On a site called My Majors, a plant pathologist’s job is described as “Conduct research in breeding, physiology, production, yield, and management of crops and agricultural plants or trees, shrubs, and nursery stock, their growth in soils, and control of pests; or study the chemical, physical, biological, and mineralogical composition of soils as they relate to plant or crop growth. May classify and map soils and investigate effects of alternative practices on soil and crop productivity.”

If someone had asked me if I was interested in agriculture, I’d have said I don’t want to be a farmer. I don’t want to raise chickens, crops or cattle. I’d have said that because that is all that I knew. Good choices come from having good information. I had lousy information. I lucked out and found a job I enjoyed and could do. But the job a person ends up doing shouldn’t depend on luck or chance encounters.

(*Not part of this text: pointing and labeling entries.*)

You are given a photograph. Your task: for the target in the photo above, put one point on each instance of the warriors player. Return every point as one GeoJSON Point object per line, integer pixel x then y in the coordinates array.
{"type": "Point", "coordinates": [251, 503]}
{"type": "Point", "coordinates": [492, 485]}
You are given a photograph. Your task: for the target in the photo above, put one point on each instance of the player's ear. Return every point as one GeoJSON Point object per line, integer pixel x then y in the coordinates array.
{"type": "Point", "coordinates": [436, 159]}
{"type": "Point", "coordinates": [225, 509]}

Today, jobs that pay well, that are going to last a long time, that will continue to be in demand for decades, even a lifetime, still exist but to become qualified for them, you first need to know they exist, then you need to take the courses and get the experience required. It’s a good feeling when you know your knowledge and skills are needed and someone wants to hire you.

What doesn’t feel good is drifting through an education with no real goal in mind, getting a degree and finding out that no one wants the knowledge you have gained. Working as a barista after four years of university does not feel good.